| Casual Inference

Key idea: Use the model + PDP + bootstrap to understand how changing some input column from x_0 to x_1, by looking at how $\hat{y_0} and \hat{y_1}$ are affected
# -*- coding: utf-8 -*-
"""
Created on Sat May 25 23:31:46 2024

@author: louis
"""

import patsy
from sklearn.base import BaseEstimator, TransformerMixin

class FormulaTransformer(BaseEstimator, TransformerMixin):
    # Adapted from https://juanitorduz.github.io/formula_transformer/
    def __init__(self, formula):
        self.formula = formula
    
    def fit(self, X, y=None):
        dm = patsy.dmatrix(self.formula, X)
        self.design_info = dm.design_info
        return self
    
    def transform(self, X):
        X_formula = patsy.dmatrix(formula_like=self.formula, data=X)
        columns = X_formula.design_info.column_names
        X_formula = patsy.build_design_matrices([self.design_info], X, return_type='dataframe')[0]
        return X_formula


from matplotlib import pyplot as plt
import seaborn as sns
import numpy as np
import pandas as pd 
from statsmodels.api import formula as smf
from sklearn.pipeline import make_pipeline
from sklearn.ensemble import RandomForestRegressor

df = pd.read_csv('https://vincentarelbundock.github.io/Rdatasets/csv/AER/HousePrices.csv')
df = df.sort_values('lotsize')

X, y = df.drop('price', axis=1), df['price']

model = make_pipeline(FormulaTransformer('lotsize + bedrooms + bathrooms + stories + garage + driveway + recreation + fullbase + gasheat + aircon + prefer'), 
                       RandomForestRegressor(n_estimators=100))

model.fit(X, y)

# Draw the PDP
lotsize_range = np.linspace(np.min(X['lotsize']), np.max(X['lotsize']))

pdp_values = []
for lotsize in lotsize_range:
  X_pdp = X.copy()
  X_pdp['lotsize'] = lotsize
  pdp_values.append(np.mean(model.predict(X_pdp)))
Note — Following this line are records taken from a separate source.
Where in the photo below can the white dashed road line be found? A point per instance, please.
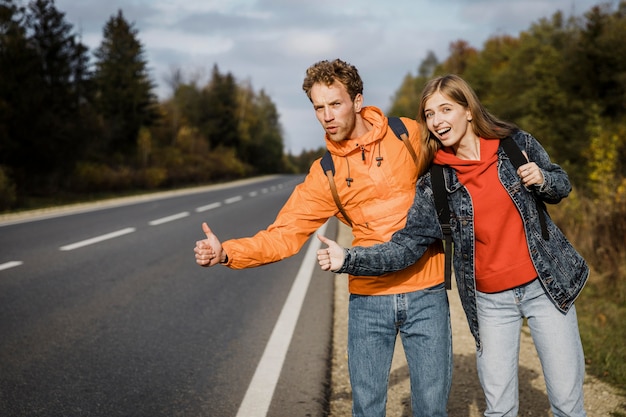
(233, 200)
(208, 207)
(98, 239)
(169, 218)
(8, 265)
plt.plot(lotsize_range, pdp_values)
plt.ylabel('Predicted house price')
plt.xlabel('Lotsize')
plt.title('Partial dependence plot for Lotsize vs Price for Random Forest')
plt.show()

# Draw the PDP
aircon_range = ['no', 'yes']

pdp_values = []
for aircon in aircon_range:
  X_pdp = X.copy()
  X_pdp['aircon'] = aircon
  pdp_values.append(np.mean(model.predict(X_pdp)))

plt.plot(aircon_range, pdp_values)
plt.ylabel('Predicted house price')
plt.xlabel('Aircon')
plt.title('Partial dependence plot for aircon vs Price for Random Forest')
plt.show()